La consommation de certains additifs alimentaires émulsifiants serait associée à un « risque accru » de développer un diabète de type 2, selon étude scientifique. Décryptage

Carraghénanes ou E407, phosphate de potassium ou E340, citrate de sodium ou E331, etc. Ces émulsifiants figurent parmi les plus fréquemment utilisés par l’industrie agroalimentaire. Leur usage vise à améliorer la texture des produits tout en prolongeant leur durée de conservation. On en trouve dans les aliments industriels transformés tels que des gâteaux, yaourts, glaces, pains, margarines et autres plats préparés. Mais ils ne seraient pas anodins. Or, en Europe et en Amérique du Nord, 30 à 60 % de l’apport énergétique alimentaire des adultes provient d’aliments ultra-transformés.

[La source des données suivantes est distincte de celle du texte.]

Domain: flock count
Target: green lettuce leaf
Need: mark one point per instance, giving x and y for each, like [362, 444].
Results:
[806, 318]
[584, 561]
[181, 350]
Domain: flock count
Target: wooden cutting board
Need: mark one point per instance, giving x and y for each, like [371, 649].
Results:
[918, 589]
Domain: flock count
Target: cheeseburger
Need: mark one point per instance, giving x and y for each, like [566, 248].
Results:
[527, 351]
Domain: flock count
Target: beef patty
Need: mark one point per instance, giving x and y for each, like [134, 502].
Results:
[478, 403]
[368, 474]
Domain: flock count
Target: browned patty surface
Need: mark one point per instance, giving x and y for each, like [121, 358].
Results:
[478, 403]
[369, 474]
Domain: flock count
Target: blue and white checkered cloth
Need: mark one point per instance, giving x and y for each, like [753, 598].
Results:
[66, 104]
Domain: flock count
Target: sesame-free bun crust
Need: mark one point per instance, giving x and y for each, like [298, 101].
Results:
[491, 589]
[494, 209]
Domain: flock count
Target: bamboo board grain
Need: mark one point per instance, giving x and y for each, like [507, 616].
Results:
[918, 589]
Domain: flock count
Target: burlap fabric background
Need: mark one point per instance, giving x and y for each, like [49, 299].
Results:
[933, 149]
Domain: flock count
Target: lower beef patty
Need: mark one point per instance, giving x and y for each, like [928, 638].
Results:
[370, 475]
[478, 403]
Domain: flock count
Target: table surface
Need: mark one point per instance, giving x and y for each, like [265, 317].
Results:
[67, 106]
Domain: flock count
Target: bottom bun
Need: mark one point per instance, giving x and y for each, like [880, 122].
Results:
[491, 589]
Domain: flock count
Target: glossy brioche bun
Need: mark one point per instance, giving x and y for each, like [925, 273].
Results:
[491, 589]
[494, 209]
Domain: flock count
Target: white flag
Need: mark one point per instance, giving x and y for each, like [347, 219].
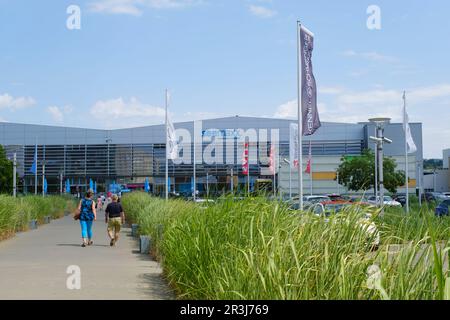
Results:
[293, 145]
[172, 143]
[408, 136]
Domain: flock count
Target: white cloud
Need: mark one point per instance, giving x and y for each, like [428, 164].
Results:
[330, 90]
[121, 113]
[427, 105]
[56, 114]
[289, 110]
[372, 56]
[136, 7]
[261, 11]
[9, 102]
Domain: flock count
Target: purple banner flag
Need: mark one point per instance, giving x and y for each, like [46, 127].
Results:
[310, 114]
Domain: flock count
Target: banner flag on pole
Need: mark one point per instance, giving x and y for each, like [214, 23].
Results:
[308, 165]
[272, 165]
[45, 185]
[293, 145]
[245, 159]
[172, 143]
[33, 168]
[411, 146]
[310, 115]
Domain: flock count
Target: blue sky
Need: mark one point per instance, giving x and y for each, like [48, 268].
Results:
[222, 58]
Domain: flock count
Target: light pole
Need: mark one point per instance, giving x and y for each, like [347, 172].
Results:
[380, 139]
[290, 177]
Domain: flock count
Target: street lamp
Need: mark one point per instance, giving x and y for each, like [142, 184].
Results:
[380, 139]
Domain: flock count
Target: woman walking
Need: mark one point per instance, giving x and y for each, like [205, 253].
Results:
[88, 215]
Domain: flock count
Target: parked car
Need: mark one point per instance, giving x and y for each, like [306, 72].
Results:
[435, 196]
[338, 197]
[387, 201]
[443, 208]
[329, 207]
[400, 197]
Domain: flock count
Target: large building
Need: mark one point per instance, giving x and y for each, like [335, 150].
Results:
[129, 156]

Des scientifiques de l’Inserm, de l’INRAE, de l’Université Sorbonne Paris Nord, de l’Université Paris Cité et du Cnam, regroupé au sein de l’Équipe de recherche en épidémiologie nutritionnelle (Eren-Cress) ont en effet montré que la consommation de certains additifs alimentaires émulsifiants serait associée à un risque accru de diabète de type 2, selon leur étude publiée fin avril dans la revue Lancet Diabetes & Endocrinology.

Un risque accru de 3 à 15 % selon l’émulsifiant

Les scientifiques ont analysé les données de santé entre 2009 et 2023 de 104 139 adultes participant à l’étude de cohorte NutriNet-Santé. Ils ont plus spécifiquement passé au crible leur consommation d’additifs alimentaires et la survenue d’un diabète de type 2.

Au cours du suivi, 1056 participants ont déclaré la survenue de cette pathologie, attestée par le remboursement d’anti-diabétiques. Plusieurs facteurs de risque bien connus pour le diabète ont été pris en compte dans l’analyse. Il s’agit de l’âge, sexe, poids (IMC), niveau d’éducation, antécédents familiaux, tabagisme, alcool, niveaux d’activité physique, qualité nutritionnelle globale de l’alimentation, etc.

Après un suivi moyen de sept ans, les chercheurs ont observé que l’exposition chronique à plusieurs émulsifiants était associée à un risque accru de diabète de type 2. C’est le cas du phosphate tripotassique (E340) qui augmente le risque de 15 % par incrément de 500 mg par jour. Mais aussi de la gomme-guar (E412) qui l’accroît de 11 % par incrément de 500 mg par jour et de la gomme xanthane (E415) de 8 % par incrément de 500 mg par jour. D’autres émulsifiants (E472e, E331, E414, E407) élèvent ce risque de 3 à 4 % par incrément de 100 à 1000 mg par jour selon l’émulsifiant…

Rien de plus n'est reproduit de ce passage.